A major brushfire in the Oakland Hills last October was a scarcely needed reminder of the perennial fire risk in the East Bay Hills. At Berkeley Lab, that risk is addressed, in part, with goats. Every summer, when the grass is dry, a herd of 300 or so is brought in from Goats R Us in Orinda to munch away at the undergrowth on the steep hills of the 200-acre federal property. It’s a low-tech method to protect one of the highest tech facilities in the world.

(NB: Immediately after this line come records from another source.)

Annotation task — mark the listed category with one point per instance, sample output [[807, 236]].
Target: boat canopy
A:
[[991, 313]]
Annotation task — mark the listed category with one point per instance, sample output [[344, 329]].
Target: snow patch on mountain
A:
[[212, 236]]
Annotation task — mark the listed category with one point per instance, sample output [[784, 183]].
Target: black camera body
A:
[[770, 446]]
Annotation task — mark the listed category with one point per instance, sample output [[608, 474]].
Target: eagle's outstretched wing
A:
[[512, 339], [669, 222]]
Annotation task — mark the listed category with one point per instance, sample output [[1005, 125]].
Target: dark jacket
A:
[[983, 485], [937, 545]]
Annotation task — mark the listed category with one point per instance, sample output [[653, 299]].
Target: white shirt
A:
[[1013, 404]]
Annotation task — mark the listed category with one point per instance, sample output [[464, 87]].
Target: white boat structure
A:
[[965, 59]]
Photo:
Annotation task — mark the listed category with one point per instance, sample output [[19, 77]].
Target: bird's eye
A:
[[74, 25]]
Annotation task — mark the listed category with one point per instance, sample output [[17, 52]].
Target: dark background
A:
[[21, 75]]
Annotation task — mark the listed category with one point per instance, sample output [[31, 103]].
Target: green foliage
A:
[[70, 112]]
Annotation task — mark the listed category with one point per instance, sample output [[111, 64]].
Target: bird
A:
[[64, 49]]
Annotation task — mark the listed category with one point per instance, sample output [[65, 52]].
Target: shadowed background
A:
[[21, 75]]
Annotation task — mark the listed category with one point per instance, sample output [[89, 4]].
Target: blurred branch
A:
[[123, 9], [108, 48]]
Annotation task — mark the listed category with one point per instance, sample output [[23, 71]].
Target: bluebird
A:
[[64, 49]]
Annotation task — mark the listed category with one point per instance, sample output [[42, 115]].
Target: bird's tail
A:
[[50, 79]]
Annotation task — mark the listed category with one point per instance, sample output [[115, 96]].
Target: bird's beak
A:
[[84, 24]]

Why not use machinery instead? Berkeley Lab Fire Marshal Mike Torkelson explains that goats are more efficient. For starters, he says, “they take the vegetation and turn it into fertilizer, which they leave here for us. Next year’s grass grows back just fine, and they’re relatively low impact. Putting machinery on the hillside can do considerable damage.”
Goats also have the benefit of not throwing sparks and risking combustion. And their efficiency is hard to overstate: Domestic goats (Capra hircus) are voracious foragers, eating everything from grasses to poison oak to blackberry brambles. They even climb trees and chomp away at the leaves.
The downsides, to the extent there are any, are manageable. Cyclotron Road may be temporarily blocked as the herd is moved. And, occasionally, Torkelson says, a goat “will get stuck in a tree” or “gets outside the fence,” but in the end, they’re both effective and extremely popular—morale boosters on hooves.